Шарский, изгнанный отцом и знающий его неумолимое сердце, горючими слезами оросил эти несколько кровоточащих строф — они могли бы составить часть целой поэмы, тут каждое слово дышало поэзией и неизбывным, жгучим страданием.
Когда Щерба начал читать, все притихли, но вот, закончив последнюю строфу, он медленно поднял взор и увидел, что и хозяйка дома, и барышни, и даже весельчак хозяин — все плачут! О, каким это могло быть триумфом для поэта, будь он в состоянии его воспринять, им насладиться, но Шарский был настолько сконфужен и взволнован, что голова у него шла кругом, — он ничего не слышал и не видел, кроме шума, яркого света и какой-то мучительной суматохи вокруг себя.
Барышни и мамаша засыпали Щербу вопросами: «Чье это?
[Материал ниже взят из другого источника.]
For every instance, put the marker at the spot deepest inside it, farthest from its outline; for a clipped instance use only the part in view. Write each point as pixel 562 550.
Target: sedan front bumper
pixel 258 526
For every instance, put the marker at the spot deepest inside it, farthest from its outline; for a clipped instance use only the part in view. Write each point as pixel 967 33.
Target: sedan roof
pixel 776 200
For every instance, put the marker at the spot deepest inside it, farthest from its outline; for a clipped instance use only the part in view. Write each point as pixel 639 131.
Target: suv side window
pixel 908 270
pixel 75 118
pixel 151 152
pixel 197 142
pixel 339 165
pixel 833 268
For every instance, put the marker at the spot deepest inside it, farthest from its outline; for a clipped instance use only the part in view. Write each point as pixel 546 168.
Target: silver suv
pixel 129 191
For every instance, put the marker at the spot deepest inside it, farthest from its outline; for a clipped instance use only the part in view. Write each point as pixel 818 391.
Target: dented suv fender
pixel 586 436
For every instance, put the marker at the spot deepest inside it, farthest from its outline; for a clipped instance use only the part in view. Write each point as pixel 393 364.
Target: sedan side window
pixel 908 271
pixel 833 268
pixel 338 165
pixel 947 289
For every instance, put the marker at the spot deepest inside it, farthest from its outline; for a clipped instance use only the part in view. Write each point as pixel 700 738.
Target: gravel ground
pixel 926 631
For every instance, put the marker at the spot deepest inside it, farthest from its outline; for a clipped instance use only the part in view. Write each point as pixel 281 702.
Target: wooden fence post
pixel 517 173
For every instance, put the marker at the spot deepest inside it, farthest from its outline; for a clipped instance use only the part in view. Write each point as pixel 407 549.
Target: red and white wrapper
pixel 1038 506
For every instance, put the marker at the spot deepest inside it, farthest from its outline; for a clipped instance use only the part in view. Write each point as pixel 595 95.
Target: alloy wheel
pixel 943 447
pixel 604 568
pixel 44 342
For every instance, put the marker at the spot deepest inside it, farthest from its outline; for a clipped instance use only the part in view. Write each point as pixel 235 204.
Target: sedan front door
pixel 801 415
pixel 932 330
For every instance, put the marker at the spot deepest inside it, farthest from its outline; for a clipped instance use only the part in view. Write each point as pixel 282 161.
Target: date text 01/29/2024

Чье?» А тот лишь указал рукою на полуживого автора.
— Ох, я и впрямь разревелась, как ребенок! — восклицала хозяйка, утирая слезы. — Слыханное ли дело — сочинять такие печальные стихи!
— Слыханное ли дело! — повторил вслед за женою пан Чурбан, пожимая плечами. — Не лучше ли заставлять людей смеяться, чем плакать?
— Прелестно! Прелестно! — щебетали барышни и поглядывали — но теперь уже как-то по-другому — на пылающего от стыда Шарского.
Один Базилевич стоял молча и не хвалил стихи. Оно и не удивительно, ведь сравнивая впечатление от своих сонетов и от элегии товарища, он чувствовал себя глубоко обиженным.
«Глупое стадо! — говорил он про себя. — Гусыни, гусыни!»
— Очень недурно, — наконец изрек он, по-наполеоновски заложив руку за борт мундира, — но надеюсь, пан Станислав, ты разрешишь немного покритиковать?
Стась лишь теперь осмелился поднять глаза.
— Почему бы нет! — воскликнул он. — Критикуй! Авось чему-нибудь научусь!
— Поэзия этого рода не в духе века, — педантично начал самозваный аристарх. — Ныне не такие времена, чтобы мы, как нищие, потрясая лохмотьями, обнажая свои язвы, молили о капле жалости! Это поэзия болезненная, которую великий Гете насмешливо обозвал «лазаретной поэзией».
— Возможно, — возразил Шарский, — но ты не думай, что я придаю слишком большую цену этому крику души, вырвавшемуся вовсе не для того, чтобы выклянчить сочувствие, нет, я писал его, чтобы выплакаться!